2. Trey Lauderdale, Atomic Canyon CEO; Kristian Kielhofner, Atomic Canyon CTO; Richard Klafter, Atomic Canyon Lead Artificial Intelligence (AI) Architect; and Tom Evans, ORNL Research Scientist are pictured here standing near the Frontier supercomputer. Courtesy: Genevieve Martin, ORNL |
Yet, Evans suggested there are multiple vectors through which AI can play a role. One area is in complex design analysis. Evans said ORNL often helps the NRC and other industry stakeholders by doing this type of analysis for them using supercomputer models. He explained that analysts usually start by searching through previous analysis to find something similar that they can use as a reference. From there, they adjust inputs to account for the differences in the new design and then run simulations. Evans noted, however, that just identifying the most applicable past analysis to use as a starting point can take a great deal of time. This is where AI could improve the process. Rather than having an analyst search through reams of data, the AI tool, which has literally been trained on 53 million pages from the NRC’s ADAMS database, can quickly provide the most relevant files. This would save the analyst a lot of effort. Atomic Canyon has larger ambitions too.
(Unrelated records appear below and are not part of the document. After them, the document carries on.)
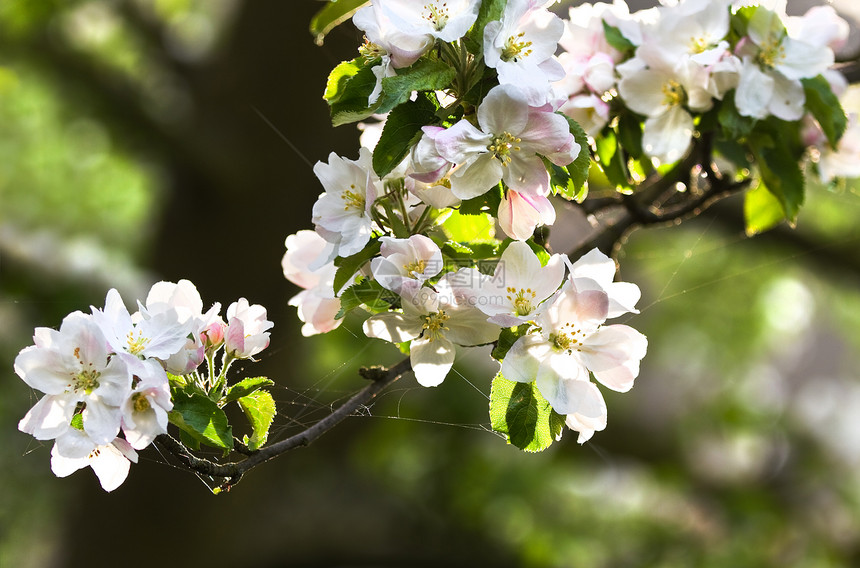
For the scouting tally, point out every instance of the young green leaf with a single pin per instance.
(347, 91)
(349, 265)
(519, 411)
(762, 210)
(245, 387)
(402, 130)
(424, 75)
(199, 417)
(259, 408)
(333, 14)
(825, 107)
(365, 292)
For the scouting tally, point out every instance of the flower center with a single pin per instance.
(87, 381)
(139, 402)
(772, 52)
(352, 199)
(673, 93)
(522, 300)
(436, 15)
(370, 50)
(515, 48)
(136, 344)
(565, 338)
(416, 268)
(434, 324)
(502, 146)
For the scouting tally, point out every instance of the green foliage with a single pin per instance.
(402, 130)
(348, 266)
(244, 388)
(424, 75)
(201, 419)
(333, 14)
(347, 91)
(762, 210)
(365, 292)
(259, 408)
(570, 181)
(825, 107)
(519, 411)
(467, 229)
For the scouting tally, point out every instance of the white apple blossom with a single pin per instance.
(521, 213)
(433, 321)
(512, 295)
(507, 147)
(183, 299)
(569, 344)
(110, 462)
(317, 305)
(521, 48)
(663, 89)
(342, 214)
(596, 271)
(160, 335)
(406, 262)
(144, 412)
(247, 330)
(773, 65)
(73, 366)
(445, 20)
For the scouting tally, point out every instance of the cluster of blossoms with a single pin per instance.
(682, 60)
(412, 240)
(108, 376)
(488, 109)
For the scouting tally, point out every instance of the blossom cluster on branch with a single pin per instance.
(113, 380)
(436, 233)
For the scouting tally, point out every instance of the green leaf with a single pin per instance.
(332, 15)
(780, 172)
(402, 130)
(825, 107)
(424, 75)
(519, 411)
(616, 39)
(467, 229)
(762, 210)
(199, 417)
(365, 292)
(490, 11)
(348, 266)
(506, 340)
(347, 90)
(611, 159)
(245, 387)
(259, 408)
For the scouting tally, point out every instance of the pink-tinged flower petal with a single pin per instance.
(520, 213)
(564, 385)
(431, 360)
(461, 142)
(526, 174)
(504, 109)
(49, 417)
(391, 327)
(613, 354)
(476, 177)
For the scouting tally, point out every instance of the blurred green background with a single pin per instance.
(168, 139)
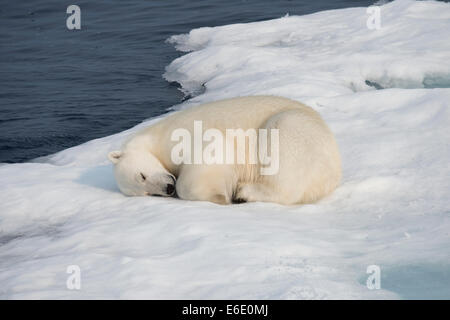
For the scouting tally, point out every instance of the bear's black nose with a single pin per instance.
(170, 189)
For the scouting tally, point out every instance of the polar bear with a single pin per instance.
(309, 165)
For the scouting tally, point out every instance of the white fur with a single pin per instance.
(309, 167)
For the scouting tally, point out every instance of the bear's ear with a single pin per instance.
(114, 156)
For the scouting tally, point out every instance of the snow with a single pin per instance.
(392, 209)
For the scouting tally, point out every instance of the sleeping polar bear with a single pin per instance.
(305, 158)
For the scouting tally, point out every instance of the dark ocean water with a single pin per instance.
(60, 88)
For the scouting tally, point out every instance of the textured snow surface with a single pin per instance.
(392, 209)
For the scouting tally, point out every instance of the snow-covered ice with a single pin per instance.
(392, 209)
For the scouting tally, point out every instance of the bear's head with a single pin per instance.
(141, 174)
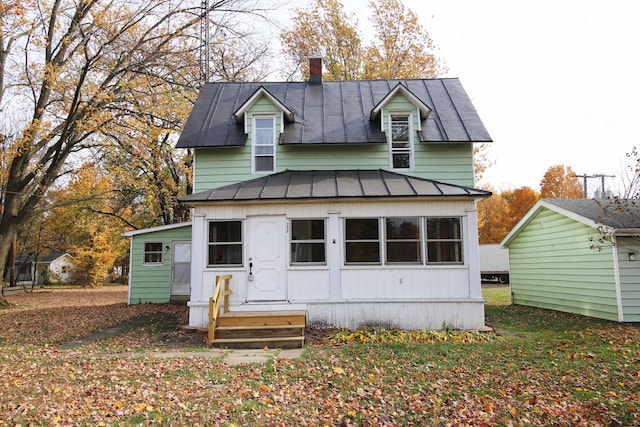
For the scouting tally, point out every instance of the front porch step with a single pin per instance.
(259, 329)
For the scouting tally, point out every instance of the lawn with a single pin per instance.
(540, 368)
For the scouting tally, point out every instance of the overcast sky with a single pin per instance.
(554, 81)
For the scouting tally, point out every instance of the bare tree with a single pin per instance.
(73, 71)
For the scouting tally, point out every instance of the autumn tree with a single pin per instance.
(87, 221)
(325, 28)
(401, 47)
(493, 217)
(521, 200)
(73, 72)
(560, 182)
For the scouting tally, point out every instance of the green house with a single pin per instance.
(352, 201)
(579, 256)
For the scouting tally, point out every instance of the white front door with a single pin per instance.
(267, 258)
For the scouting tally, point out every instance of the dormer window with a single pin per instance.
(264, 147)
(401, 141)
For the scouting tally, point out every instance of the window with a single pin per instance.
(225, 243)
(153, 253)
(444, 240)
(362, 241)
(403, 240)
(264, 137)
(401, 144)
(308, 241)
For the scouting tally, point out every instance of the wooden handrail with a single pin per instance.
(219, 298)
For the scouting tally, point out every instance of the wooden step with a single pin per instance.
(252, 343)
(262, 318)
(258, 329)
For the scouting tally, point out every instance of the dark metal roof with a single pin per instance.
(317, 184)
(618, 214)
(332, 112)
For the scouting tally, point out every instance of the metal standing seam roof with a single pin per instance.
(335, 112)
(318, 184)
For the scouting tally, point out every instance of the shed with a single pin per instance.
(160, 264)
(55, 267)
(579, 256)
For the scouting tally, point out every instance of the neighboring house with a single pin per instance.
(52, 268)
(579, 256)
(160, 264)
(351, 200)
(494, 263)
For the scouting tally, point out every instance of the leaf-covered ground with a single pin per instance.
(541, 368)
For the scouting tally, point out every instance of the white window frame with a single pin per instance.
(419, 240)
(379, 241)
(423, 241)
(409, 150)
(255, 145)
(458, 241)
(231, 243)
(294, 243)
(145, 252)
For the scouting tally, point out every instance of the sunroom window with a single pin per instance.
(444, 240)
(401, 144)
(264, 149)
(403, 240)
(362, 241)
(225, 243)
(308, 243)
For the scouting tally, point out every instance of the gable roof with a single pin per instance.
(331, 184)
(422, 107)
(332, 112)
(239, 113)
(613, 216)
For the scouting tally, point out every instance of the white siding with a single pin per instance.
(413, 296)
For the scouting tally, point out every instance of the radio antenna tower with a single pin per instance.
(204, 42)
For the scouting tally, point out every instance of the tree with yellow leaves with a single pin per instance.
(401, 47)
(76, 73)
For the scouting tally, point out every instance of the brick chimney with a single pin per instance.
(315, 69)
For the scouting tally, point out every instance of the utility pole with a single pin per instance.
(602, 177)
(584, 181)
(204, 41)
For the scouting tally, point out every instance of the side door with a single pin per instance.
(180, 267)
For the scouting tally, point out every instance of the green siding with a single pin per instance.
(152, 284)
(216, 167)
(222, 166)
(629, 278)
(552, 266)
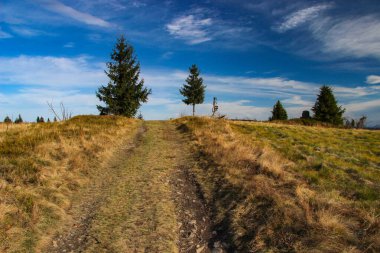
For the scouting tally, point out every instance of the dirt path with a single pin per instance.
(147, 201)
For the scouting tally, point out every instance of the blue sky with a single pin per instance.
(250, 53)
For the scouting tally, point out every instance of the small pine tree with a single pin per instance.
(19, 119)
(194, 90)
(353, 124)
(326, 108)
(7, 120)
(125, 92)
(279, 113)
(361, 122)
(305, 115)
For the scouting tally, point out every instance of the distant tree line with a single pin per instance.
(19, 120)
(125, 92)
(325, 110)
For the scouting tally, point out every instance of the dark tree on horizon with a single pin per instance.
(279, 113)
(326, 108)
(19, 119)
(7, 120)
(194, 90)
(125, 91)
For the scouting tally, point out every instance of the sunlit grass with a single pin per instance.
(42, 166)
(285, 188)
(330, 159)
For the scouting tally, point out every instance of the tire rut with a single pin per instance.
(78, 236)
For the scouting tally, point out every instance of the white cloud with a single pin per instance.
(297, 100)
(51, 71)
(69, 45)
(362, 106)
(31, 103)
(26, 32)
(373, 79)
(4, 35)
(190, 28)
(68, 11)
(45, 78)
(300, 17)
(358, 37)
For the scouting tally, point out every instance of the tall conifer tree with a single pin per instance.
(279, 113)
(194, 90)
(326, 108)
(125, 91)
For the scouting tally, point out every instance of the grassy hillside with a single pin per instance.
(287, 188)
(342, 160)
(43, 165)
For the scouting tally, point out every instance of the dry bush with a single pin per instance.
(260, 204)
(42, 166)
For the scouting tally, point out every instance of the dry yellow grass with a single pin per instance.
(266, 204)
(43, 165)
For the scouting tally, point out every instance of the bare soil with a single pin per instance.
(148, 200)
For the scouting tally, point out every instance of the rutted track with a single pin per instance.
(146, 201)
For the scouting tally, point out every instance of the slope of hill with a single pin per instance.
(43, 166)
(111, 184)
(289, 188)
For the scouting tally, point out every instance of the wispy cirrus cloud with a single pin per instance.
(4, 35)
(300, 17)
(191, 28)
(44, 78)
(26, 31)
(65, 10)
(50, 71)
(373, 79)
(358, 36)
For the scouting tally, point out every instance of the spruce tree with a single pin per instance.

Lauderdale said his team is in discussions with several companies in the nuclear field, who have proprietary datasets they’d like to incorporate AI into. He said his group could install an enterprise version of the software that would ingest the proprietary data, allowing users to search their droves of internal data. “That’s kind of the next iteration of where we’re going,” said Lauderdale. Beyond his own company’s aspirations, Lauderdale suggested the nuclear industry isn’t as slow moving as some people may believe, and, in fact, could end up being a leader in the AI revolution. “One of the key ingredients you need to build fantastic world-class AI models is data. And the more data you have, the better the models you can build,” he said. “Because the nuclear power space has been documenting so much information, I actually think this space has the opportunity to become really a thought leader and an innovator in the artificial intelligence realm, and that’s what gets me really excited.”
—Aaron Larson is POWER’s executive editor.